The same month Audie Murphy was cast. He had been under contract to James and William Cagney for a year and a half but they had never used him in a film. His appearance in the film was technically a "loan out" but Murphy received all his fee for this film.

The film was made with the co operation of West Point. Filming started on location at West Point in early September 1947. That week, Joan Caulfield was replaced by Donna Reed, who had to be borrowed from MGM.

Gerald J Higgins acted as technical adviser.

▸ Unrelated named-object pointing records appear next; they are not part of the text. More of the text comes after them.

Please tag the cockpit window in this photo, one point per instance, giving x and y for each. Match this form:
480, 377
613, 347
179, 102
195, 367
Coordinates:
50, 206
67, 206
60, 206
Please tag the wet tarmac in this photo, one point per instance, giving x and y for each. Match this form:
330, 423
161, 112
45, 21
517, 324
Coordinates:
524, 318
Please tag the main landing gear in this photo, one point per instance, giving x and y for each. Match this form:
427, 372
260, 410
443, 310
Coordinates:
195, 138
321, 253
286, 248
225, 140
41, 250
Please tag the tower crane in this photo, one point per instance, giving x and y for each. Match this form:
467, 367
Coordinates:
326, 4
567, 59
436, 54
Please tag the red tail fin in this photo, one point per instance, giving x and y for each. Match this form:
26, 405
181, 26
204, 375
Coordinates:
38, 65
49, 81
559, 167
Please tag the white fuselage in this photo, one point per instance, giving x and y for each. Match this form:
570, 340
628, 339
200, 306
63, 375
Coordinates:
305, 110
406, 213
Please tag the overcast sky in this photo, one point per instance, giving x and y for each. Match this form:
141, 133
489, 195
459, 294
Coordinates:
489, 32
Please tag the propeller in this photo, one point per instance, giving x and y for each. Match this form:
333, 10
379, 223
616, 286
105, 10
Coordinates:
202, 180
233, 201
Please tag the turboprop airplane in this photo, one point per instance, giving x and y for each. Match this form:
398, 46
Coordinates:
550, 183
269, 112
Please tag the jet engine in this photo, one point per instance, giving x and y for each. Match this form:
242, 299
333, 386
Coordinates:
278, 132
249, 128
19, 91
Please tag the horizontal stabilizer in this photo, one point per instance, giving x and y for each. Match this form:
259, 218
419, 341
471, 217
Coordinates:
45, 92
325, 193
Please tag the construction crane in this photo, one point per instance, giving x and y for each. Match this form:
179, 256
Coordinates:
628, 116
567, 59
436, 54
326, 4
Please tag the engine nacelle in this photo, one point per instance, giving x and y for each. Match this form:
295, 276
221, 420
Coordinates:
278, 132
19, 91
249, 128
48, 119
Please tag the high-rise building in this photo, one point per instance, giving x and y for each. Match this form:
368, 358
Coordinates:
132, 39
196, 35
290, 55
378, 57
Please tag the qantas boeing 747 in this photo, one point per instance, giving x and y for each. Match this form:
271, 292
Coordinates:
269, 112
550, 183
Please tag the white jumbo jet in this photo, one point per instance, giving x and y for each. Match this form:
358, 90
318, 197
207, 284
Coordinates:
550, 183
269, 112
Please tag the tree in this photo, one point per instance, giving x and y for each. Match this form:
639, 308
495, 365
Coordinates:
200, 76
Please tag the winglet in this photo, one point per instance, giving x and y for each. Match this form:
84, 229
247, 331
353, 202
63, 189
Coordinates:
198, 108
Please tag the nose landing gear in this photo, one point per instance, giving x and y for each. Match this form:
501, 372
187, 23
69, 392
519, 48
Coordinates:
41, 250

In November 1947 the film was re-titled Now and Forever. The following March it became Beyond Glory.

==Reception==
The reviewer in The New York Times called the film "a manful effort to extol the martial virtues and to defend the Academy against its detractors." The reviewer continues:

Ladd's performance is unrelievedly granite-jawed, but under the influence of Academy discipline, the granite is highly polished. Donna Reed, his leading woman, is creditably restrained in her depiction of a war widow. Coulouris' attack on Ladd and West Point is so unnecessarily malignant that one might almost suspect him of being an Annapolis man. As director, John Farrow has sometimes underlined the emotional content of the scenario unduly, but his technique of integrating flash-backs and present action is masterfully smooth.